Automatic differentiation paper: need help understanding syntax.

32 Views Asked by At

In this paper, the author says that differentiation is a "metafunction" that maps one function (e.g., $x^2$) to another ($2x$). On page two, he says

For now, give differentiation the following higher order type:

$d:: (a \rightarrow a) \rightarrow (a \rightarrow a)$

So far, it makes sense to me. Then he says the sum rule (i.e., for derivatives) is short hand for:

$d(\lambda x \rightarrow u \ x + v\ x) \equiv \lambda x \rightarrow d \ u \ x \ + \ d \ v \ x $

Where did $\lambda$ come from? What is the syntax of this thing trying to express?

The author continues by saying

These more precise formulations are tedious...Fortunately, there is an alternative...The trick is to add numeric overloadings for functions, so that numeric operations apply point-wise. For instance,

$u + v \equiv \lambda x \rightarrow u \ x + \ v \ x$

At this point, I no longer understand the expression at all.
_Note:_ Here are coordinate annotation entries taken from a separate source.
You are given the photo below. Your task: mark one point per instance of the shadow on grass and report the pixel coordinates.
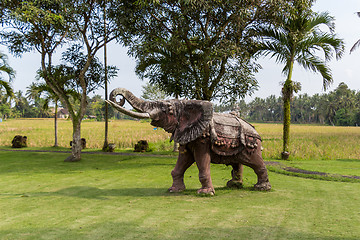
(104, 194)
(39, 162)
(136, 230)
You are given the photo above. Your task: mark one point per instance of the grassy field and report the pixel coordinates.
(308, 142)
(40, 132)
(124, 197)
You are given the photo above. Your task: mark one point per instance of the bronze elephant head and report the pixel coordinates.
(185, 119)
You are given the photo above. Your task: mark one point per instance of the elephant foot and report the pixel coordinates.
(265, 186)
(206, 191)
(175, 189)
(234, 184)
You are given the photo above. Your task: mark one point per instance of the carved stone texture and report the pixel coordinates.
(83, 143)
(141, 146)
(19, 141)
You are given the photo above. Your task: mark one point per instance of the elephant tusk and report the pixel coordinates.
(128, 112)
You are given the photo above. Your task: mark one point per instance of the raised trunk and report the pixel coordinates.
(76, 143)
(135, 102)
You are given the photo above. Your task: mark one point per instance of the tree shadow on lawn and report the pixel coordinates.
(15, 162)
(135, 230)
(103, 194)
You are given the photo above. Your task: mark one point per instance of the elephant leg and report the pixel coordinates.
(203, 159)
(236, 173)
(253, 158)
(185, 160)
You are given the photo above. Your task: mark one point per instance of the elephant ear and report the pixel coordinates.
(193, 118)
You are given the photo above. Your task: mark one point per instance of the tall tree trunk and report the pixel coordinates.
(76, 142)
(106, 143)
(287, 94)
(55, 123)
(286, 126)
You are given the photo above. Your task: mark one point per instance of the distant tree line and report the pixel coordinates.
(26, 107)
(340, 107)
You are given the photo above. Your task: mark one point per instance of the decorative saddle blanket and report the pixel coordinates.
(233, 134)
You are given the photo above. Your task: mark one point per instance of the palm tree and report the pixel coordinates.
(300, 39)
(357, 44)
(5, 68)
(35, 90)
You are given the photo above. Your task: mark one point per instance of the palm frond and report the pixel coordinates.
(327, 43)
(322, 18)
(7, 87)
(355, 46)
(316, 64)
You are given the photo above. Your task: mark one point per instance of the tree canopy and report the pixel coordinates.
(202, 49)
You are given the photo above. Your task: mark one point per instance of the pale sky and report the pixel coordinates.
(345, 70)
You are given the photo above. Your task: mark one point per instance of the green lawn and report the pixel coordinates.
(124, 197)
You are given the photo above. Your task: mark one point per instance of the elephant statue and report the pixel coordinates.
(204, 137)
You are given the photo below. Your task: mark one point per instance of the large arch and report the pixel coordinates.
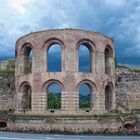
(85, 92)
(91, 97)
(54, 58)
(84, 55)
(46, 47)
(108, 60)
(26, 59)
(109, 96)
(53, 90)
(26, 99)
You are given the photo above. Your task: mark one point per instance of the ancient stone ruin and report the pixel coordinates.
(34, 77)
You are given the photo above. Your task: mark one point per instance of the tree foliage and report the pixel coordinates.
(54, 101)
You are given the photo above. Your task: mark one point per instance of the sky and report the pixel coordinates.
(119, 19)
I would appreciate it if someone can explain the syntax and what the equivalence means.

2

There are 2 best solutions below

0
On

It looks to me like the author is using a rather abstract language to talk about "functions" in an abstract way rather than "values of functions".

Many algebra and Calculus text make the distinction between "f", a function, and "f(x)", the numeric value when the function is applied to "x".

When he writes $d(\lambda x\rightarrow ux+ vx)$ he is saying that the derivative is being applied to the function $\lambda$ which, itself applied to variable x, is ux+ vx. The last one, u+v≡λx→ ux+ vx, is again saying that "u+ v" is shorthand for the function, called $\lambda$, that takes the variable x to ux+ vx, in other words "u+v" is the function f(x)= (u+v)x.

0
On

"Where did $\lambda$ come from ?" From the so-called $\lambda$-calculus which is a whole part of logic elaborated in the 1940s by Alonso Church, subsequently implemented as a (famous) programming language, LISP by Mc Carthy at MIT 20 years or so later. A gentle introduction can be found here.

I am very surprised that the author of the paper mentions "manifold-calculus" (refering to the great name of Spivak) without mentionning anywhere that in fact he uses $\lambda$-calculus. This author has in fact rediscovered things that exist for a long time. Not a good point. See the Wikipedia article Automatic Differentiation about this whole and well developed subject.